This D3 project is unfortunately no longer functional due to a change in Twitter's API. When I have more available time, I'll look into seeing whether it can be repurposed.
Twitter Map takes the latest geocoded tweets for a given search query and plots them on an Albers projection of the US. The map and tweet circles are drawn using D3.js while the contents tooltip uses a forked version of Tipsy. New tweets are plotted every 25 seconds.
Only about 1% of tweets are geocoded as the feature is opt-in, so only a small number of tweets processed are plotted. Limiting the geocoded tweets to a portion of North America reduces the set to an even smaller group. All of the filtering is done client-side, so this means a lot of tweets are returned but few actually appear on the map.
The Tipsy fork for SVG does not currently support IE, so the map is best viewed in Chrome, Firefox, Safari, or Opera. Look for the full blog post on this project in the near future.

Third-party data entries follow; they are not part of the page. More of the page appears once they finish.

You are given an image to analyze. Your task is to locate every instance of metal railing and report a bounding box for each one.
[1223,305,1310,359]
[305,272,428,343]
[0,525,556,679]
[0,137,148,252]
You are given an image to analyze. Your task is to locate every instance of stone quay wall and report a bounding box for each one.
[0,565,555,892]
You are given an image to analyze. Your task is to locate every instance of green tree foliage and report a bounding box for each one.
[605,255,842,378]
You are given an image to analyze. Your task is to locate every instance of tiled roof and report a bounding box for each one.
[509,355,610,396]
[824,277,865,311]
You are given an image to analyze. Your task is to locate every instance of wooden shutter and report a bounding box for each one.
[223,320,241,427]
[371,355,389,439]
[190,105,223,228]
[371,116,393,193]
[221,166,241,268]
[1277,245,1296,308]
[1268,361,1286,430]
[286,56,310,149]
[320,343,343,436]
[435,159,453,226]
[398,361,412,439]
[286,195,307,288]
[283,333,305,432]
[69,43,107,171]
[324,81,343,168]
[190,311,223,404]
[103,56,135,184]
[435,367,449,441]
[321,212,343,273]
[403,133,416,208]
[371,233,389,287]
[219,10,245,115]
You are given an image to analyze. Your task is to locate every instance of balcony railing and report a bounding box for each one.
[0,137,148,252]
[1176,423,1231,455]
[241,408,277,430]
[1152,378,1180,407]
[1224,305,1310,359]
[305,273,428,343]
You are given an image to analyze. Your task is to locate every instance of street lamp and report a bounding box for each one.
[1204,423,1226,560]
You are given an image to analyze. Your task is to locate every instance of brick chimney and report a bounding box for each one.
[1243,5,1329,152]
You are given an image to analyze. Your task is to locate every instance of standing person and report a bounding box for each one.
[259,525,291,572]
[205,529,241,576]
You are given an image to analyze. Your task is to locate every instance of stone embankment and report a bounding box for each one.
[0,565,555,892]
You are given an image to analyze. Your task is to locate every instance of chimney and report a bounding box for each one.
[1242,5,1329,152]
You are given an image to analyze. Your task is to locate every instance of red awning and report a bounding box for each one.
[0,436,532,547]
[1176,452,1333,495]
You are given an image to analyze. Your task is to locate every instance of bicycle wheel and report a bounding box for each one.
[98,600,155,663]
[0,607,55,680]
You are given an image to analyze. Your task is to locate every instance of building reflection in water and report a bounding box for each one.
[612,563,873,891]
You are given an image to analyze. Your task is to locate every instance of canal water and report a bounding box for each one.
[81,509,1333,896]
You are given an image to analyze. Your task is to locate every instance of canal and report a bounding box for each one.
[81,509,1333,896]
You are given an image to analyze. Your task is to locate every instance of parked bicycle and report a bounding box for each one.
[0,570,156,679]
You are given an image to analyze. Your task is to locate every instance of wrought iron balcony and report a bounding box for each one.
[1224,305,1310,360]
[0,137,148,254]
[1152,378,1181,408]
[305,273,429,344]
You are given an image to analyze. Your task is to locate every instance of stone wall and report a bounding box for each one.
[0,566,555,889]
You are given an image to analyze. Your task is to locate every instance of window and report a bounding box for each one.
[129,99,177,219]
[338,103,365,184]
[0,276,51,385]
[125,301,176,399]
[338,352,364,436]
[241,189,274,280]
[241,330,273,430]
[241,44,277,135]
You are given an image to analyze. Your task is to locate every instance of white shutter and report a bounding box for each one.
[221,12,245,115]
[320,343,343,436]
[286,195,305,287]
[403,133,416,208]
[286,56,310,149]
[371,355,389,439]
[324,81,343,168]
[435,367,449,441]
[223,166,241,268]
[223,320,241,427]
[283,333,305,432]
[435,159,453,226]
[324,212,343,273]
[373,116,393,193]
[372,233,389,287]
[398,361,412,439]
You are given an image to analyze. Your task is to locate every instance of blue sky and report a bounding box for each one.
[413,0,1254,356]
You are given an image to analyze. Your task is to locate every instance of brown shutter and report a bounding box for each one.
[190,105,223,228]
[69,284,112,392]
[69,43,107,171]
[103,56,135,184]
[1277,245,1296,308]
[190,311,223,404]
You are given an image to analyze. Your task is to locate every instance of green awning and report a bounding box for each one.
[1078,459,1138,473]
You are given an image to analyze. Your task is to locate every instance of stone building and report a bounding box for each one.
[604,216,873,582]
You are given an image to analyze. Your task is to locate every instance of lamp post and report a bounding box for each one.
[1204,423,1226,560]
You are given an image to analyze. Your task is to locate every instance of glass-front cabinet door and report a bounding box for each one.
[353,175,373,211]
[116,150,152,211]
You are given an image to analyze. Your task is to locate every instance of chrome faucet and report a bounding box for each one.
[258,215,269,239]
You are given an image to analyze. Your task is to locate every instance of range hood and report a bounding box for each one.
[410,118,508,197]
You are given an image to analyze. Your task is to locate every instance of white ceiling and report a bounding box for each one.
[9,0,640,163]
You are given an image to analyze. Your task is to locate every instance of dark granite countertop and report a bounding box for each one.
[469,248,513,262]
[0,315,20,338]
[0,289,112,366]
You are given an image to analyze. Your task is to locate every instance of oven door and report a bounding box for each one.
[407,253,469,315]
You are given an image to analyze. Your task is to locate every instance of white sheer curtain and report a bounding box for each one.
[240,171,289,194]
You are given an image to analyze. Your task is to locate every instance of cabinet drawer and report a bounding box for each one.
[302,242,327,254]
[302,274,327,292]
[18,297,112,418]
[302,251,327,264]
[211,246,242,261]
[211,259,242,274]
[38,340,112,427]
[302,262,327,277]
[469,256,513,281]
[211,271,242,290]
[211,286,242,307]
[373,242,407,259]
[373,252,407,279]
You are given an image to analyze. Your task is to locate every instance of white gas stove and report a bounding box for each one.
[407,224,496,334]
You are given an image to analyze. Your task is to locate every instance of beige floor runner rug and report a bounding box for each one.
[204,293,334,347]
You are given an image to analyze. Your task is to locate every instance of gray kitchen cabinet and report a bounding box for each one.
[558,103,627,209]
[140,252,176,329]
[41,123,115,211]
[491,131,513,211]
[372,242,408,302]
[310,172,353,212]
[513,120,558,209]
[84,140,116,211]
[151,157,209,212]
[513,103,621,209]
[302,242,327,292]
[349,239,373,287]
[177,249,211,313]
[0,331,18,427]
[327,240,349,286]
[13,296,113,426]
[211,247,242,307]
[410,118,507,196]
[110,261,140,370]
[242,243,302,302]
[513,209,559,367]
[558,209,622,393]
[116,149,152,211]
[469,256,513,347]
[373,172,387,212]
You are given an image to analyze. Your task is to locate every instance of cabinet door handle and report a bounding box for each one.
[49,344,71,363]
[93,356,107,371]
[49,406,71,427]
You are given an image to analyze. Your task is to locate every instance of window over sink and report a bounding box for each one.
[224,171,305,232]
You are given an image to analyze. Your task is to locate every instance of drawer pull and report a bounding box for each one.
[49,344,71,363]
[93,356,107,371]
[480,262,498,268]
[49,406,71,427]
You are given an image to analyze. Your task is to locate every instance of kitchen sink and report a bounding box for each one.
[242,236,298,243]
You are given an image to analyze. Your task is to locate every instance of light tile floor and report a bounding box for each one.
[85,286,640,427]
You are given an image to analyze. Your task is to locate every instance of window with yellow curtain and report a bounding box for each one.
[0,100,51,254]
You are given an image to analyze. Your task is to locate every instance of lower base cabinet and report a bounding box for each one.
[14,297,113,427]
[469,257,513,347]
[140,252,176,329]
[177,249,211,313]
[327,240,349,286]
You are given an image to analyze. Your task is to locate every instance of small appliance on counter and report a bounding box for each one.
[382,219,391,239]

Searching too frequently results in Twitter rate-limiting your IP for a limited amount of time. Rate-limiting is done to prevent abuse from runaway scripts, but it can be triggered here because so many GET requests are made in order to populate the map with a sufficient amount of tweets. Do not query repeatedly. I put in a quick fix to disable the form for 12 seconds after each new query to prevent this.